The second Trump administration has broadened the number of federal agencies involved in delivering US critical minerals strategy. Trump has declared a national critical minerals emergency under the terms of the 1950 Defense Production Act (DPA), deploying the vast budget and buying power of the Department of Defense to establish new supply chains, and recategorizing the promotion of critical minerals as an essential Pentagon priority. The US International Development Finance Corporation (DFC) – created by Congress in 2018 to support human development projects in lower income countries – has also been reconfigured to directly finance domestic production of critical minerals. Trump has nominated venture capitalist Benjamin Black, who has written of his desire to pull the DFC away from “virtue-signaling” international commitments, to head the corporation.

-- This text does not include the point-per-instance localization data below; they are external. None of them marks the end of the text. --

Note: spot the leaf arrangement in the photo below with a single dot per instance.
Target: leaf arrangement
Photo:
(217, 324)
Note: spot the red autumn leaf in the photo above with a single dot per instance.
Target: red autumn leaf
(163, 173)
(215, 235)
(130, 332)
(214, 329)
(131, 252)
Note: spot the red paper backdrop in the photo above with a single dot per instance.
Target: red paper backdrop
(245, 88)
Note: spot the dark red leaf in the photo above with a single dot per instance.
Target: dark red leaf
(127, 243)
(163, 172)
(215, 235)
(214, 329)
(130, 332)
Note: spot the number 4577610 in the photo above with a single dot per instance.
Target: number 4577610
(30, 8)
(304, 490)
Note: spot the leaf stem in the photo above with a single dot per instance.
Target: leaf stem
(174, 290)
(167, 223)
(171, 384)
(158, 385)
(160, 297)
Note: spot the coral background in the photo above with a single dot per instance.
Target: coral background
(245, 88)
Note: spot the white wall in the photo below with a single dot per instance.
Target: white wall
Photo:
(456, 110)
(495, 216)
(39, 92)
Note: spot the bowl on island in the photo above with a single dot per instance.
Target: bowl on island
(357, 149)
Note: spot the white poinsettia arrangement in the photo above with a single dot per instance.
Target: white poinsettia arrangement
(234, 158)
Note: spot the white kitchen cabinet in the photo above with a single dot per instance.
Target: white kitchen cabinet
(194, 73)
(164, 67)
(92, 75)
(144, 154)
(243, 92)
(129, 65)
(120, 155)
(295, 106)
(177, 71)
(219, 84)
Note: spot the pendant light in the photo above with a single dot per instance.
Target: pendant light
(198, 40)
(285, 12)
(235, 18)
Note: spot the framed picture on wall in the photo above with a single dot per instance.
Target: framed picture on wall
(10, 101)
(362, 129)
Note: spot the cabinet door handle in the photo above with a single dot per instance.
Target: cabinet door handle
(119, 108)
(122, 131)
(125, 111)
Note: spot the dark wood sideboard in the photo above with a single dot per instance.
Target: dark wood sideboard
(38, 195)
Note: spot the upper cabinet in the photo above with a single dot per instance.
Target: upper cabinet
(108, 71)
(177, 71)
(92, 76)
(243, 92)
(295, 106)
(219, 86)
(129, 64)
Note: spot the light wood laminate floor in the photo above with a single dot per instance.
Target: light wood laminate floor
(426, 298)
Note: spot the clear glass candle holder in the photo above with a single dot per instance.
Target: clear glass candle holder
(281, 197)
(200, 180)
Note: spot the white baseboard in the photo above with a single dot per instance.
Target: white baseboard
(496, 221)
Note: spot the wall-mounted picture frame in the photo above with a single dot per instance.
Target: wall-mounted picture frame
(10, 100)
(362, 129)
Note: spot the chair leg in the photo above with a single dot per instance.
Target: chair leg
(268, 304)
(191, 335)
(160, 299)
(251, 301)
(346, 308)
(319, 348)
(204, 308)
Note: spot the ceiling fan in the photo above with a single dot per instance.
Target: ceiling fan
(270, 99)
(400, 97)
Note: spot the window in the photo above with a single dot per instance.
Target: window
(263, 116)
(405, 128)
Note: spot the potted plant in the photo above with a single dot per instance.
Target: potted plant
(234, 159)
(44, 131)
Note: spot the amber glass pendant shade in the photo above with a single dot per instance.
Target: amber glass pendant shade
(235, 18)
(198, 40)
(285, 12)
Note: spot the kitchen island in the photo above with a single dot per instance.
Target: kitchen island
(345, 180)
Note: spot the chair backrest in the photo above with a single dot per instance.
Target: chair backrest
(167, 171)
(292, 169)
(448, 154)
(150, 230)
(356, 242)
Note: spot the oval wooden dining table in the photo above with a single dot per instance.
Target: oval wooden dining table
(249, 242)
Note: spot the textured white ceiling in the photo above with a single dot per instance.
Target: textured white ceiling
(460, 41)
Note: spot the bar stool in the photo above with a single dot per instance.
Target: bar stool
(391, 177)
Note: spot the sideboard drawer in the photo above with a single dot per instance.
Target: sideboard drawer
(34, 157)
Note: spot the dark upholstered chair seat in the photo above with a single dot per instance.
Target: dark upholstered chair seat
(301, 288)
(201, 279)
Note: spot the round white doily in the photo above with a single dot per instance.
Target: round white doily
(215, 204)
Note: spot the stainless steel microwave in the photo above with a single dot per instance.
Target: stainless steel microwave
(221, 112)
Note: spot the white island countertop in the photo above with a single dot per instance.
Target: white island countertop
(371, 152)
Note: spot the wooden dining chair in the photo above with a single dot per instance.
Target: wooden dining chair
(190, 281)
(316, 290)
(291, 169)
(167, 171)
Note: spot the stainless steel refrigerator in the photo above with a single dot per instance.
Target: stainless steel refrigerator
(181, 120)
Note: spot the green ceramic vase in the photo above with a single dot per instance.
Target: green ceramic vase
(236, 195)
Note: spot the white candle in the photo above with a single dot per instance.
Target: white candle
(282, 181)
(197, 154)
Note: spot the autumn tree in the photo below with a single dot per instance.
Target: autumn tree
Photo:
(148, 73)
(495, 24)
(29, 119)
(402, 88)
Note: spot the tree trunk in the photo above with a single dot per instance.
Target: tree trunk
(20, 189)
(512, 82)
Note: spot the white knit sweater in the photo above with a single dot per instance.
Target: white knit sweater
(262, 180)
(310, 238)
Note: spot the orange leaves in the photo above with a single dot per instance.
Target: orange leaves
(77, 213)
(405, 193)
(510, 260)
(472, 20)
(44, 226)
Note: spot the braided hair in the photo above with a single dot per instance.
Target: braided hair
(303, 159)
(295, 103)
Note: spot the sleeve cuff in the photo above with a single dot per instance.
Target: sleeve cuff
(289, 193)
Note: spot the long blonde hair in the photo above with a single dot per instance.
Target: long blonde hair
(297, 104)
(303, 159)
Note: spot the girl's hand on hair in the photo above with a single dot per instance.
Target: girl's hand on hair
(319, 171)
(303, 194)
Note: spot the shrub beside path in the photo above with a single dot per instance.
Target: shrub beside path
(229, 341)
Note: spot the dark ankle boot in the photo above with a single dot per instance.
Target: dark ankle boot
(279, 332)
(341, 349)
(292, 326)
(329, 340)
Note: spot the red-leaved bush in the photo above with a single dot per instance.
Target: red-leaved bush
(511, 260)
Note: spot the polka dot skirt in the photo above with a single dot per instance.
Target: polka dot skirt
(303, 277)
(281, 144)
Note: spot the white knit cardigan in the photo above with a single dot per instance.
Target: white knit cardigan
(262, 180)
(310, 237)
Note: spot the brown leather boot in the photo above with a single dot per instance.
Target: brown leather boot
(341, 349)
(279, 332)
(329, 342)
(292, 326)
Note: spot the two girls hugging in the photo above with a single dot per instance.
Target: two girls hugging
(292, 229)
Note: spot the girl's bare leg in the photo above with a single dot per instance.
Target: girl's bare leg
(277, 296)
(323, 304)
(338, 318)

To supplement this domestic investment, Trump’s orders direct the Export-Import Bank of the United States (EXIM) to expand its Supply Chain Resiliency Initiative, providing targeted financing for international projects that secure supply chains of critical minerals for US businesses. All of these agency initiatives will be coordinated by a new National Energy Dominance Council chaired by Interior Secretary Doug Burgum.

Into the blue

In April, Trump signed an executive order intensifying US pursuit of environmentally risky and still largely speculative undersea mining. Trump’s order directs US federal agencies to begin mapping, exploring, and otherwise facilitating extraction of undersea minerals off US coasts and in international waters, with a particular focus on the Clarion-Clipperton Zone, a vast stretch of Pacific seabed between Hawaii and Mexico. This area is potentially a rich source of polymetallic nodules, concretions of valuable mineral metals. Trump’s order effectively junks the US’s semi-official adherence to the 1982 UN Convention on the Law of the Sea, which places control of undersea mining under the International Seabed Authority (ISA). While the economics of undersea mining remain unproven, Trump’s executive order instructs agencies to direct investment towards developing necessary facilities and technologies. It is clear that the administration regards undersea mining as an important future industry – one it is willing to support with financing and, if necessary, geopolitical confrontation. China and other countries have already strongly rebuked the US’s unilateral move, potentially signaling rising geopolitical risk for investors even as regulatory hurdles fall away.

Pitfalls

While industry has applauded Trump’s sweeping actions, executive orders alone cannot ensure US dominance over critical minerals. Investors will be looking to see if the administration can back its rhetoric and regulatory reforms with sufficient investment support. Financial backstops, such as price floors and tax incentives, may be required to mobilize private capital. This could be politically challenging when even some of Trump’s most loyal supporters are uneasy with ballooning US debt. Trump, term-limited and quickly burning political capital, may seek to defer fiscal rectitude to the next president. Whether Congressional Republicans will concur is unclear, given the potential difficulty of retaining their House majority in the next year’s midterms. A Democratic victory will block Trump legislating for the remainder of his term. There is therefore a narrow window of opportunity for business before this administration’s bold vision for the critical minerals sector runs into fiscal realities and US partisan gridlock.  

Conclusion

President Trump’s executive orders signal a sharp turn in US policy, breaking from past orthodoxy and reconceptualizing the supply of critical minerals as a vital element of national power. His administration has repositioned Washington as an active player in the critical minerals market, even if Trump’s term-limited presidency, sinking approval ratings, and the dimming economic outlook make his mastery of the US political agenda more fragile than it now appears. Nonetheless, the current environment offers a rare alignment of political will and market opportunity for investors operating in mining, refining, energy infrastructure, and related sectors.